JetBlue is testing eight of the devices at New York’s JFK Airport and Fort Lauderdale-Hollywood International Airport. The two locations are kickstarting a 90-day pilot program during which time JetBlue will evaluate the Honeywell technology.
“As we look to add additional layers of protection by utilizing cutting-edge technology, we have identified the Honeywell UV Cabin System as a potential game changer when it comes to efficiently assisting in our efforts to sanitize surfaces onboard,” JetBlue’s president and COO, Joanna Geraghty, said in a press release on Wednesday.
Since it can quickly be wheeled on and off aircraft and because the cabin disinfecting procedure only takes about 10 minutes, the Honeywell machine could greatly reduce airplane downtime between flights.
According to Honeywell, UVC lights are capable of reducing viruses and bacteria, including SARS CoV and MERS CoV. No testing has yet been completed about how UVC lights combat COVID-19 but several medical studies are underway.

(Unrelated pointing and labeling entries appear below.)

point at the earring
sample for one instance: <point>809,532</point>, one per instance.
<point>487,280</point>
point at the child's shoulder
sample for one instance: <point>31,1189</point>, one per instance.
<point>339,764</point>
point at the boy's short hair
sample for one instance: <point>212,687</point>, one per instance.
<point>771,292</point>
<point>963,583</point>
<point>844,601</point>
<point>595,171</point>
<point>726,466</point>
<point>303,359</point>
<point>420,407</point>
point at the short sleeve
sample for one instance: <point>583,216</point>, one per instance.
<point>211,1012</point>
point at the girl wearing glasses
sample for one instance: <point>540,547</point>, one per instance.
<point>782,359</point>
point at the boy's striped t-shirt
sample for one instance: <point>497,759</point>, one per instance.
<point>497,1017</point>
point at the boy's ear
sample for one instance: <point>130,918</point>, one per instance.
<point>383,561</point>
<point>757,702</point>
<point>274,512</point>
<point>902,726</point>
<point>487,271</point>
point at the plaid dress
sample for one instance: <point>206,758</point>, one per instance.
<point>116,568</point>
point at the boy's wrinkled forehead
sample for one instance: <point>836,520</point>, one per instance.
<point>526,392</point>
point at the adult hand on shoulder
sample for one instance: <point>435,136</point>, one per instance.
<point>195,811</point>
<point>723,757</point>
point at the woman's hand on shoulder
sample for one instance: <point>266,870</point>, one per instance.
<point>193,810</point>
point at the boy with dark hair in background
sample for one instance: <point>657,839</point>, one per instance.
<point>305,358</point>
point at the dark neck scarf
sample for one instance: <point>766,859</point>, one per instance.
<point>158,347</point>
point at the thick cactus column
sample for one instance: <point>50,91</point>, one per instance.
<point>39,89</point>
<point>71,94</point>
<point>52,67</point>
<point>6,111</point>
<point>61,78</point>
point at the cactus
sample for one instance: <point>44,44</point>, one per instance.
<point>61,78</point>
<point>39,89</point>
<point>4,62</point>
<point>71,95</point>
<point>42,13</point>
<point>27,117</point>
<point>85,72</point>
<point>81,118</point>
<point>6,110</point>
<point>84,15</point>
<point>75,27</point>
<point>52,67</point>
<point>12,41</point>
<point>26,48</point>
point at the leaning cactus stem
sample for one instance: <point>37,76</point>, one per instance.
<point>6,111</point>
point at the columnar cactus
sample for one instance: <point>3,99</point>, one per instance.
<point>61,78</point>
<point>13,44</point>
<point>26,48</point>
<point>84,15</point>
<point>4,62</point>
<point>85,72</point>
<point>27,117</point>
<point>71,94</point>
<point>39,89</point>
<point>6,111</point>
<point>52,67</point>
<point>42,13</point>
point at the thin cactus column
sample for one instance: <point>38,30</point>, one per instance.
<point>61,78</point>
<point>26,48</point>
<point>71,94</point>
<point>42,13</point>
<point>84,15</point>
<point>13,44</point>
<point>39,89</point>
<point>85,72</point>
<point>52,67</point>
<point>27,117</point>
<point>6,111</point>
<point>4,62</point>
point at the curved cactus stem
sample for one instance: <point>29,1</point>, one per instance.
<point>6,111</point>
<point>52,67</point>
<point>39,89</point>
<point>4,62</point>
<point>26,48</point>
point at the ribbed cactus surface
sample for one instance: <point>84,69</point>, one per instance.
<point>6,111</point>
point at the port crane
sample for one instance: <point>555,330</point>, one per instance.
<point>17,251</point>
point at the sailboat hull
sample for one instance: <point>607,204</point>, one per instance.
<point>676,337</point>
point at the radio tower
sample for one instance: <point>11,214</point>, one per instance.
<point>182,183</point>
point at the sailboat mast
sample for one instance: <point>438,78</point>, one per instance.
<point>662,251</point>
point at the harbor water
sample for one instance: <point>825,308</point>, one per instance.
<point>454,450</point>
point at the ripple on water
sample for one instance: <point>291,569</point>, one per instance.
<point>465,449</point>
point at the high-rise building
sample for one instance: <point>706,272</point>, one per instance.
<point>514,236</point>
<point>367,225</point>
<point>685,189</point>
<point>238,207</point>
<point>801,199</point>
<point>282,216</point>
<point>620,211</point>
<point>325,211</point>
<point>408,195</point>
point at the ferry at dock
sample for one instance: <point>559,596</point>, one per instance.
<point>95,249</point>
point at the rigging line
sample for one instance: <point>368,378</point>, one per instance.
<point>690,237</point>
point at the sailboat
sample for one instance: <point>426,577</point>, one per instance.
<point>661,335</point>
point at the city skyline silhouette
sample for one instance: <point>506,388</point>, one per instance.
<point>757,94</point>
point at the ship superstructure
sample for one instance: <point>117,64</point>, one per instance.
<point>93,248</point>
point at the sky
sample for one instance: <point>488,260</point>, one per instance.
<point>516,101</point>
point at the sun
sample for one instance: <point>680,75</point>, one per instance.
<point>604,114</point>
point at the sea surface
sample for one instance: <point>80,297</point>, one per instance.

JetBlue’s coronavirus safety response program is called “Safety From the Ground Up” and includes disinfectant kits onboard flights and more rigorous cleaning using hospital-grade disinfectants and electrostatic sprayers.
Companies are trying several new innovations to combat COVID-19 in airplanes. One aerospace manufacturer designed seats with dividers to help with both privacy and social distancing while flying. Another company laid out the airplane cabin with flipped seating and a clear divider to help mitigate the spread of viruses.